His main point of criticism is that while thinking is, according to Prof de Bono, the most fundamental of human skills since it is the mechanism by which we deliver and enjoy values, this important skill is not at the centre of our education efforts.

He says that the only thinking which is on the curriculum at schools is the judgment thinking which lacks the energy of design, creative and constructive thinking.

Allow me to quote Prof de Bono directly:

The idea that many people have that thinking is already being taught is like a person who knows how to boil an egg claiming to be a super-chef. Of course that person is ‘cooking’. We believe that teaching information sorting and argument is teaching thinking. It is certainly not teaching ‘unthinking’ – but it is a very limited and totally inadequate approach to thinking.

In my time as Culture Minister I had the pleasure of inviting Prof de Bono to a special Parliamentary session made up of artists and culture practitioners.  He came and delivered a number of important tips which found themselves at the heart of the cultural strategy which my friends Albert Marshall and Toni Attard had so ably “sown” (as Albert would say) together after that event.

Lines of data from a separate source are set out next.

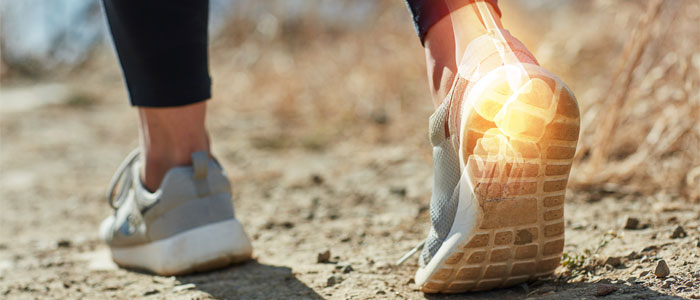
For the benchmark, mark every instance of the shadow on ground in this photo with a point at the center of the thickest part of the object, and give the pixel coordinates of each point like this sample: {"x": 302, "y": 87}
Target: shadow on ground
{"x": 251, "y": 280}
{"x": 547, "y": 291}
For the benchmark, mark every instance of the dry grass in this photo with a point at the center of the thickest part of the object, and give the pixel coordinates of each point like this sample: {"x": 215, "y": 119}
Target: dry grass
{"x": 634, "y": 65}
{"x": 310, "y": 82}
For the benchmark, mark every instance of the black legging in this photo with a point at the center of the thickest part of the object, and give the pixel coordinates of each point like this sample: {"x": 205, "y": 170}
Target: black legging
{"x": 162, "y": 46}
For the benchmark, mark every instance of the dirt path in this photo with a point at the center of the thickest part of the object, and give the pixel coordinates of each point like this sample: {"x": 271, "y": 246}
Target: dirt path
{"x": 340, "y": 164}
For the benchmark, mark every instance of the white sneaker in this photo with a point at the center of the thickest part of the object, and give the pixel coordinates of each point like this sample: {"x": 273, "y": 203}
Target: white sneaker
{"x": 500, "y": 176}
{"x": 187, "y": 225}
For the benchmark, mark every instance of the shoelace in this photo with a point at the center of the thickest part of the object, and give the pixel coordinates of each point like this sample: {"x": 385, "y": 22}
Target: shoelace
{"x": 122, "y": 178}
{"x": 410, "y": 253}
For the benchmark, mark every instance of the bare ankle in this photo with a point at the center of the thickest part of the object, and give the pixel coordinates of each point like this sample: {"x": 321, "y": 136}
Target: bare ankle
{"x": 169, "y": 136}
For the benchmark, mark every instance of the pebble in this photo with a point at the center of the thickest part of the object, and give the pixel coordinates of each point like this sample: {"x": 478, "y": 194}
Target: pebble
{"x": 151, "y": 292}
{"x": 613, "y": 261}
{"x": 662, "y": 269}
{"x": 631, "y": 223}
{"x": 317, "y": 179}
{"x": 184, "y": 287}
{"x": 399, "y": 191}
{"x": 679, "y": 232}
{"x": 605, "y": 289}
{"x": 332, "y": 280}
{"x": 63, "y": 244}
{"x": 323, "y": 257}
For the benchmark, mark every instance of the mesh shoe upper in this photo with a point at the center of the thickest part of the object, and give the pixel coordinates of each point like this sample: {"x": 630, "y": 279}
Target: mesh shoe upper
{"x": 481, "y": 57}
{"x": 189, "y": 197}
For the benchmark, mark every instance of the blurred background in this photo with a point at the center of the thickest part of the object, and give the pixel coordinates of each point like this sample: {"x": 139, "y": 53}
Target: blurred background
{"x": 335, "y": 88}
{"x": 334, "y": 68}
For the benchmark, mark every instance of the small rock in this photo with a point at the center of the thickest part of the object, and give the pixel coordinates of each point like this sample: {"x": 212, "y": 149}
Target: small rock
{"x": 632, "y": 255}
{"x": 332, "y": 280}
{"x": 184, "y": 287}
{"x": 287, "y": 224}
{"x": 151, "y": 292}
{"x": 309, "y": 215}
{"x": 613, "y": 261}
{"x": 399, "y": 191}
{"x": 631, "y": 223}
{"x": 605, "y": 289}
{"x": 323, "y": 257}
{"x": 317, "y": 179}
{"x": 662, "y": 269}
{"x": 679, "y": 232}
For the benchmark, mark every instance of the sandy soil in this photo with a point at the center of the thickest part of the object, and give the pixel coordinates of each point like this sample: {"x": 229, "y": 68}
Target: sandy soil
{"x": 322, "y": 156}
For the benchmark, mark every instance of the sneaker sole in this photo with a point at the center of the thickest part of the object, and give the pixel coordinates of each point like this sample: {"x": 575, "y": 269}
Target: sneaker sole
{"x": 200, "y": 249}
{"x": 516, "y": 234}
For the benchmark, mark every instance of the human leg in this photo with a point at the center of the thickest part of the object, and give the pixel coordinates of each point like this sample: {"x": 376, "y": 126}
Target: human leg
{"x": 172, "y": 200}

In my very brief time as Education Minister, after the excellent experience we had in the “cultural parliament” I had also sought again Prof de Bono’s views, this time along with others, as a think tank on the future of our education system.  I thought that this was a good idea, but a huge majority within the education system disagreed with it and criticized it with all their might, going as far as labelling it as a fruitless exercise.  Pity. 

Malta has lost its great innovator.  My most sincere condolences to his family.